- Author(s): Martin Pasko (1978–1979) Paul Levitz (1979–1981), Gerry Conway (1981), Mike W. Barr (1981–1982), Paul Kupperberg (1982–1985), Bob Rozakis (The Superman Sunday Special)
- Illustrator(s): George Tuska and Vince Colletta (1979–1982), José Delbo and Sal Trapani (1982–1985)
- Current status/schedule: Daily and Sunday; concluded
- Launch date: April 3, 1978
- End date: February 10, 1985
- Alternate name(s): The World's Greatest Superheroes Present Superman (1979–1982) Superman (1982–1983) The Superman Sunday Special (1983–1985, Sundays only)
- Syndicate(s): Chicago Tribune/New York News Syndicate
- Genre(s): Superhero

= The World's Greatest Superheroes =

American comic strip (1978–1985)

The World's Greatest Superheroes was a syndicated newspaper comic strip featuring DC Comics characters which ran Sunday and daily from April 3, 1978, to February 10, 1985. It was syndicated by the Chicago Tribune/New York News Syndicate.

==History==
Initially starring Superman, Batman, Robin, Wonder Woman, the Flash and Black Lightning, the strip underwent several title changes, as the focus changed to primarily feature Superman.

| Title | Dates |
|---|---|
| The World's Greatest Superheroes | April 3, 1978 to October 13, 1979 |
| The World's Greatest Superheroes Present Superman | October 14, 1979 to August 14, 1982 |
| Superman | August 15, 1982 to January 8, 1983, then dailies only from January 10, 1983, to February 9, 1985 |
| The Superman Sunday Special | Sundays only from January 9, 1983, to February 10, 1985 |

Writers: Martin Pasko scripted at the beginning. Paul Levitz took over October 15, 1979 until March 22, 1981, with his initial story coming from a Pasko idea. Gerry Conway then picked up the assignment. A continuity from Mike W. Barr followed, appearing October 26, 1981 through January 10, 1982. Paul Kupperberg handled continuities from January 11, 1982, until the end, including a segment from January 12 through March 12, 1981, that he ghosted for Levitz. Bob Rozakis wrote all but two of The Superman Sunday Specials.
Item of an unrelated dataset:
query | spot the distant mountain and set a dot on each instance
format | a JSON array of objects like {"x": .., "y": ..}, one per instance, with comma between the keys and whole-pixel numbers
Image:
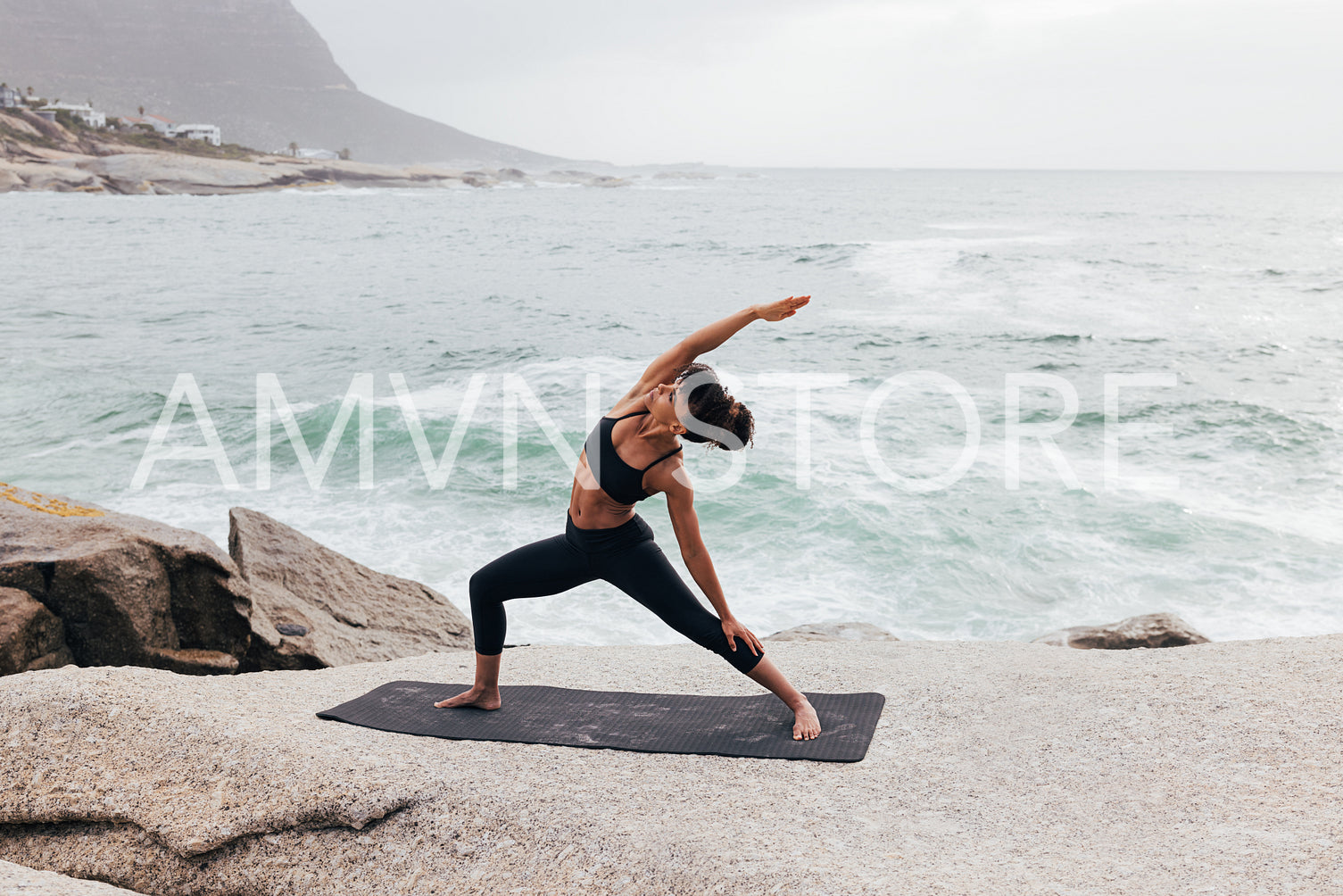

Artists: Initially dailies and Sundays were penciled by George Tuska and inked by Vince Colletta. At various times from April 25 until November 13, 1982, the strip was worked on by Tuska, Colletta, José Delbo, Bob Smith, Frank McLaughlin and Sal Trapani. Delbo and Trapani then illustrated the feature from November 14, 1982, until the end.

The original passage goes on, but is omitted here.